No 907, Questioni di Economia e Finanza (Occasional Papers) from Bank of Italy, Economic Research and International Relations Area

Abstract: This study estimates the cost differential between investing in unit-linked insurance policies and investing directly in the same underlying mutual funds, using information from product prospectuses. The cost of investment is measured at the level of the single underlying investment fund by the Reduction in Yield (RIY). Using Monte Carlo simulations, the analysis controls for factors such as fund type, investment amount, holding period and investor age. The main findings indicate that the simulated cost of unit-linked policies is generally significantly higher than that of mutual funds purchased on the retail market, mainly due to higher ongoing costs. The cost differential ranges from 0.5 to 2.5 per cent and is higher when investing in money market funds, ETFs, and policies distributed by financial advisors.

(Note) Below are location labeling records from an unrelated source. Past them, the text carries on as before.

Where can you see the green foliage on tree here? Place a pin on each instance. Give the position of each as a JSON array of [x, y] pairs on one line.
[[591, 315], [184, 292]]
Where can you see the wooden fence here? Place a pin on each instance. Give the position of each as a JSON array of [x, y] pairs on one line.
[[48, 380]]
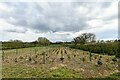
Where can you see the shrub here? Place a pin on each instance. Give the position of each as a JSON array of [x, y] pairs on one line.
[[114, 59], [99, 62], [83, 59]]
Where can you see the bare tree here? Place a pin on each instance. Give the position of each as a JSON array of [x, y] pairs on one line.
[[84, 38]]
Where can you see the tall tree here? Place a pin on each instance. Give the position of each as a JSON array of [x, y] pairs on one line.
[[84, 38], [43, 41]]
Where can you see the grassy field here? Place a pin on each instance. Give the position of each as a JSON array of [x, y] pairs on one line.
[[57, 62]]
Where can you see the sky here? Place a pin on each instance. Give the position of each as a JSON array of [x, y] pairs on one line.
[[58, 21]]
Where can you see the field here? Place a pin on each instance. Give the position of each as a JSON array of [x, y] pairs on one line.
[[56, 62]]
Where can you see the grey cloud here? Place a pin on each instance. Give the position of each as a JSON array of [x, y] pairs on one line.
[[16, 30], [45, 17]]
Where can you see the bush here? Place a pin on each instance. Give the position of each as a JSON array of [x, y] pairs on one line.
[[114, 59], [99, 62]]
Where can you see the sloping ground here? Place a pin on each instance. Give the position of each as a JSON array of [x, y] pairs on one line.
[[56, 63], [115, 75]]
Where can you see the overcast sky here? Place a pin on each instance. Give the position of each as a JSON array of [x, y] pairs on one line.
[[57, 21]]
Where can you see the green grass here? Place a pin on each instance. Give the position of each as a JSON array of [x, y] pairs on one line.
[[37, 72], [115, 75]]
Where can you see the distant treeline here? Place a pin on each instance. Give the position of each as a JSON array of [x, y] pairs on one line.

Our findings hold when controlling for the actuarial component of insurance policies, possible policy rebates, the costs of portfolio reallocation and the actual portfolio allocation of insurance companies. The extra costs of unit-linked policies may be justified by advisory services and other additional features that insurance companies may offer. It could also reflect information and cost transparency issues or limited competition in the distribution of savings products.

Keywords: unit-linked insurance policies; investment funds; cost comparison; households investments; Monte Carlo simulations (search for similar items in EconPapers)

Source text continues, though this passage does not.